The Trump administration is paying this company $1 billion to quit building wind farms. Experts question the arrangement’s legality

The Trump administration is paying this company $1 billion to quit building wind farms. Experts question the arrangement’s legality

The government plans to pay TotalEnergies nearly $1 billion to pull out of offshore wind and focus on fossil fuels. But it can’t legally use taxpayer money without approval from Congress.

[Photos: Ken Cedeno/AFP/Getty Images, Byron Moore/Adobe Stock, jkgabbert/Adobe Stock]

After failing to stop multiple offshore wind projects from moving forward on the East Coast, the Trump administration is trying a new tactic: paying companies not to build wind farms.

Last week, the government announced that it would pay TotalEnergies approximately $1 billion to give up on building two planned offshore wind farms in the U.S. and to invest in oil, gas, and LNG production instead. But experts say that the federal government can’t legally spend taxpayer money this way. And Total was already planning to build new fossil fuel projects before striking the deal.

In the past, when energy companies decided to give up offshore leases, they ate the loss. Other companies, for example, have given up offshore oil and gas leases in Alaska.

“They may or may not have spent a lot of money on the lease, but they routinely will expire, and the companies are not going to ask for reimbursement because they’re not going to get it,” says David Hayes, a law professor at Stanford who worked on climate policy in the Biden administration. “That money has gone into the U.S. Treasury. The Interior Department can’t simply on its own say to the U.S. Treasury, ‘Please give that money back because the company decided it doesn’t want to proceed with the lease.’”

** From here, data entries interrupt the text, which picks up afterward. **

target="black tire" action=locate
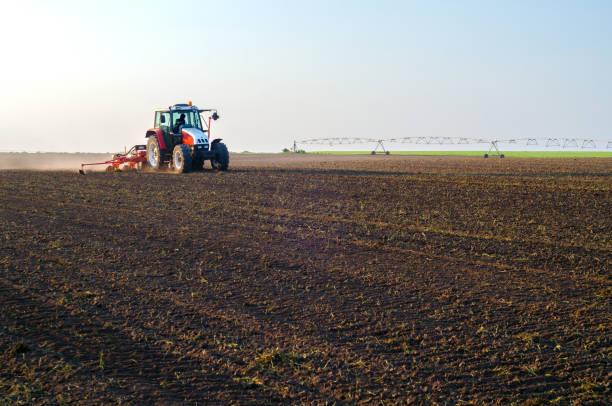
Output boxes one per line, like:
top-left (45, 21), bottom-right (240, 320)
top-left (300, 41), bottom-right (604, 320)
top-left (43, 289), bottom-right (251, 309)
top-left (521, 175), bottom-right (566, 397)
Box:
top-left (210, 142), bottom-right (229, 171)
top-left (172, 144), bottom-right (193, 173)
top-left (191, 157), bottom-right (204, 171)
top-left (146, 135), bottom-right (163, 169)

The French company TotalEnergies bought two leases for planned wind farms in 2022: one off the coast of North Carolina, for more than $133 million, and one off the coast of New York for $795 million. Then Trump took office, and started to attack wind farms. The president has a longstanding grudge against offshore wind; his allies in the fossil fuel industry also don’t want competition from large wind projects.

Last year, the Trump administration ordered five large offshore wind projects that were already under construction to stop work. The administration cited unspecified national security concerns, though all of the projects had already been thoroughly vetted by the military. The energy companies sued and each won in court. The government didn’t appeal the verdicts, in a sign that it knew it wouldn’t win. (Separately, the government is also now using military reviews to delay more routine approvals for wind farms on land.)

Earlier this month, one of the offshore projects, Vineyard Wind, finished construction. Revolution Wind, another project, started delivering power. Last week, Coastal Virginia Offshore Wind also started delivering power to the grid. When that project is fully complete, it will power around 660,000 homes; Dominion, the utility building it, says that it will save customers $3 billion on fuel costs over its first decade.